Update the discussions

hongye-sun · web-flow · commit c8b0981eacdc · 2019-10-24T12:20:10.000-07:00
Add discussions from the review meeting and remove cancellation section which is out of the scope of the initial RFC.
diff --git a/rfcs/20190829-tfx-container-component-execution.md b/rfcs/20190829-tfx-container-component-execution.md
@@ -528,24 +528,43 @@ The container launcher streams the log from user’s docker container or Kuberne
 API. It will start a thread which constantly pulls new logs and outputs them to
 local stdout.
 
-### Cancellation
-
-How the container launcher handles cancellation request varies by orchestrators:
-
-*   Airflow natively supports cancellation propagation to operator. We will need
-    to pass the cancellation request from operator into executor.
-*   Argo doesn’t natively support cancellation propagation. Currently KFP relies
-    on Argo’s pod annotation to workaround the limitation and has been proven
-    to work.

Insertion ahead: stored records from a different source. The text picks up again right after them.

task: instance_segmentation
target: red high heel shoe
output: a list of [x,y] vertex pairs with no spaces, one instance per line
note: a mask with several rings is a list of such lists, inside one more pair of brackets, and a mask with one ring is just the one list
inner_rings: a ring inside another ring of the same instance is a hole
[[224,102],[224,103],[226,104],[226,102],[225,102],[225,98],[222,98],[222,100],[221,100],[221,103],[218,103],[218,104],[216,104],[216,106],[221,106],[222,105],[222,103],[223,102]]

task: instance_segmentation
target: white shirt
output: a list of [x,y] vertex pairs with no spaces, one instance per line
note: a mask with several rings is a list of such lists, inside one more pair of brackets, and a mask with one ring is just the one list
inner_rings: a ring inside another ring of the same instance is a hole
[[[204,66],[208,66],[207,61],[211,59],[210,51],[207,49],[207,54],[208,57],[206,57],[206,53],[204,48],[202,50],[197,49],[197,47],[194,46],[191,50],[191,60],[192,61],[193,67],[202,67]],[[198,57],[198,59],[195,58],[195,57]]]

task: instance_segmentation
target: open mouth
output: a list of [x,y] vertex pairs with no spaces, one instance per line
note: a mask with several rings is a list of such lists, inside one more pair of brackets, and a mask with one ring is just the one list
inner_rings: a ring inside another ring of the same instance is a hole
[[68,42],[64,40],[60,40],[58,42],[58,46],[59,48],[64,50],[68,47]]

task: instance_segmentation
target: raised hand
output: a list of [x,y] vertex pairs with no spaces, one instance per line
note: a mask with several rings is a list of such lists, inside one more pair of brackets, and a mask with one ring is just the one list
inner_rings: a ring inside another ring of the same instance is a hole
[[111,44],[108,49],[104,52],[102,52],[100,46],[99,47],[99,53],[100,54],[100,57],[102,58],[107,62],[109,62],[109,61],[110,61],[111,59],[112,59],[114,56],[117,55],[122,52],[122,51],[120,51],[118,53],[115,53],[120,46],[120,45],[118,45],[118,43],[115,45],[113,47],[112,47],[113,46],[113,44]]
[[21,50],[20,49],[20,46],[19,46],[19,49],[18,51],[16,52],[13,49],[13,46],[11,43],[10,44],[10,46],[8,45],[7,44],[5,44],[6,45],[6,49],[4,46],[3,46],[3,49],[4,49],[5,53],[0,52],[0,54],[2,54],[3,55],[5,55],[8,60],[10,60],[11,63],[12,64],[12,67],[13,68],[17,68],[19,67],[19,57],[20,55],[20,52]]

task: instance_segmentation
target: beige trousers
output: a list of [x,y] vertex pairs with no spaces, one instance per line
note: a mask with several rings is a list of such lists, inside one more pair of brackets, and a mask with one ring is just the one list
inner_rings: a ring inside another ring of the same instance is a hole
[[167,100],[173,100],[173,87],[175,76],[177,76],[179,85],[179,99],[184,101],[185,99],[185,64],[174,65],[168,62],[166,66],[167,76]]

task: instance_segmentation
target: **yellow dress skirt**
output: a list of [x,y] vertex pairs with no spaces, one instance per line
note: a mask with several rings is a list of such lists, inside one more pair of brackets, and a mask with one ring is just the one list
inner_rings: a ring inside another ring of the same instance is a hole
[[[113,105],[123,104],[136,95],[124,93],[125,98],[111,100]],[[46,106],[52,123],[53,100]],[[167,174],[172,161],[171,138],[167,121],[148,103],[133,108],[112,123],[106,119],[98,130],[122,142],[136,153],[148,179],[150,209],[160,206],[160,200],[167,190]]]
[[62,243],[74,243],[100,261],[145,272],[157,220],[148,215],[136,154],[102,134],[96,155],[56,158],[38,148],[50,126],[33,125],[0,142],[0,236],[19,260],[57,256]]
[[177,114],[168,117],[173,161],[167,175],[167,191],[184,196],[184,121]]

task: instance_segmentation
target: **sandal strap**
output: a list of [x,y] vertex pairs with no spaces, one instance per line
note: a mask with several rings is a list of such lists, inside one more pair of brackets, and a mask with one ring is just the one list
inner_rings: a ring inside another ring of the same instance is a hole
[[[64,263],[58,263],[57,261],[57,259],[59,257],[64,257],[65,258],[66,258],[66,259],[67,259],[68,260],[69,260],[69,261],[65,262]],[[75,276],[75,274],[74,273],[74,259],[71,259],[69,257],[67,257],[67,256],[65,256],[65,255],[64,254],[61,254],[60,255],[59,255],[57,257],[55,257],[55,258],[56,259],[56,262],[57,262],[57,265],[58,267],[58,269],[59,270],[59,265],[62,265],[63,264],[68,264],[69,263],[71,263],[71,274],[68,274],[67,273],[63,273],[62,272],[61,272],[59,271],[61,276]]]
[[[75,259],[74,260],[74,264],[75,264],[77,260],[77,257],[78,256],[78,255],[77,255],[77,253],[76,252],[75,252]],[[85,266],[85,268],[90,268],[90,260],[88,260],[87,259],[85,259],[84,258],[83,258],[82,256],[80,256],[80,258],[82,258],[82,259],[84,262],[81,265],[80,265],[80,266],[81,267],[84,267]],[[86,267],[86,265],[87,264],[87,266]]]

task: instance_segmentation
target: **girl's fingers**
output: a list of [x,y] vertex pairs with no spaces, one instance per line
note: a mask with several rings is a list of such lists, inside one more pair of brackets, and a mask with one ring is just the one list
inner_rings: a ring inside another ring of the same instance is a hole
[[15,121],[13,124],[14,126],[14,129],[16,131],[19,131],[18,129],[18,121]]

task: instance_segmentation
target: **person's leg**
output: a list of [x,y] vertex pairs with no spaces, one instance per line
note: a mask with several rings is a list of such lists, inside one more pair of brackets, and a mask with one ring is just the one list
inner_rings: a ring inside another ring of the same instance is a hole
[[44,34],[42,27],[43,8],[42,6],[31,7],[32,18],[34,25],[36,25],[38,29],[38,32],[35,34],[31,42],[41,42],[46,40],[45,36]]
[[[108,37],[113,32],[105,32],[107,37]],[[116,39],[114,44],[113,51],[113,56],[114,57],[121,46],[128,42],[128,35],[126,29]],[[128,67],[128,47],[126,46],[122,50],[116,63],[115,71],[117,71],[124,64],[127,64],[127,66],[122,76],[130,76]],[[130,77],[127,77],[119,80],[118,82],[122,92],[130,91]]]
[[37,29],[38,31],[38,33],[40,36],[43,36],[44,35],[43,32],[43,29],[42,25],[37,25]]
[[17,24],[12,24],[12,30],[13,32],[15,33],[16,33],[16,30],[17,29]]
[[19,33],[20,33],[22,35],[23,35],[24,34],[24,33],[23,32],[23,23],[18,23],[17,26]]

We will use the same process to propagate cancellation requests to
-    user’s container.
-
-In order to allow the user to specify the cancellation command line entrypoint, the Kubernetes
-pod launcher will support an optional parameter called `cancellation_command`
-from `ExecutorContainerSpec`.
-
-## Open discussions
+## Discussions
 
 *   In the Argo runner, each step requires 2 pods with total 3 containers (launcher
     main container + launcher argo wait container + user main container) to run.
     Although each launcher container requires minimal Kubernetes resources,
     resource usage is still a concern.
+    
+    * With an additional pod, it gives launcher more control over execution and reduce the discrepancy between different orchestrators. We decided to go with the platform launcher approach and the additional container resource can be ignored.
+    
+*   For executor container spec, will environment variables be supported?
+
+    *   It’s not added right now to the container spec. Most things could be passed down using command line and arguments. So there is a workaround right now. Also, environment variables can be platform specific. Kubernetes for example, has certain conventions that don’t apply in other platforms. Hence, this could be part of platform_config instead of spec.
+    
+*   Step 3 indicates we first create a DAG, then use node identity to apply platform configuration. Another possibility is to do it directly during DAG construction. For example, if user goes back and changes the DAG, the platform configuration may stop mapping well, and will need to be revisited by the user. Did we consider the second option?
+
+    *   We don’t want users to add platform configuration at the pipeline level since it won’t be portable. We want the same pipeline to be compatible with local run and say running on k8s. Right now, we’d like to keep the pipeline specification itself clean from platform-specific abstractions.
+    
+ *  The current proposal uses the component name as the key for binding. Different instantiations may have late binding for their names. For example, if I have 3 ExampleGen, should we be binding to the name instead of the type?
+ 
+    *   The names need to be unique else compilation fails. The instance names are actually component id, which is enforced to be unique at compile time.
+    
+ *  How is caching affected by container tags? We should be careful with using container tags, since these are mutable. We should be relying on digest instead. If we cannot safely get digest, we should disable caching so we don’t fail due to the inability to obtain the digest at runtime. E.g. ‘latest’ and ‘nightly’ tags are not good candidates
+ 
+    *   By default, if we provide a tag name, the image will be cached in the cluster. We should log an error if caching requirement cannot be met at runtime. Note that currently, executor code changes don’t affect caching behaviour. We should change the above and ensure caching takes the above into account as well.
+    
+ *  Will we ensure we have adequate test coverage?
+ 
+    *   We will add e2e tests for both Docker container and Kubernetes container launchers. The former using Beam as orchestrator, and the latter using Kubeflow orchestrator.
+    
+    
+ *  What are the major user-facing differences between using TFX DSL with these extensions compared with KFP’s SDK today?
+ 
+    *   here is a difference in how users will specify platform-specific configuration in the pipeline. In KFP’s SDK, the user specifies this in-place when writing the logical pipeline. In TFX DSL, the need to ensure the logical pipeline is portable necessarily means the platform configuration needs to be specified outside the logical pipeline, which may be slightly more cumbersome than the KFP experience today. Note that the separation of configuration sometimes appears in KFP SDK too, when users want to apply global settings.
+    
+ *  We don’t support or provide mechanisms for users to control container lifetime, e.g. container cancellation.
+
+    *   A lot of cancellation operations are best effort anyway. Failures on cancel operations are hard to handle. Users need to understand from the document that we are not aiming to enable such operations.
+    *   If user starts a long-running job from a container, and the pipeline is canceled, users may want the container to receive this message and cancel gracefully.
+    *   Can we guarantee that workflows will not stop until we get confirmation of cancellation of long-running operations?
+    *   This seems difficult, and best effort may be enough, given that this is all Kubernetes itself does today.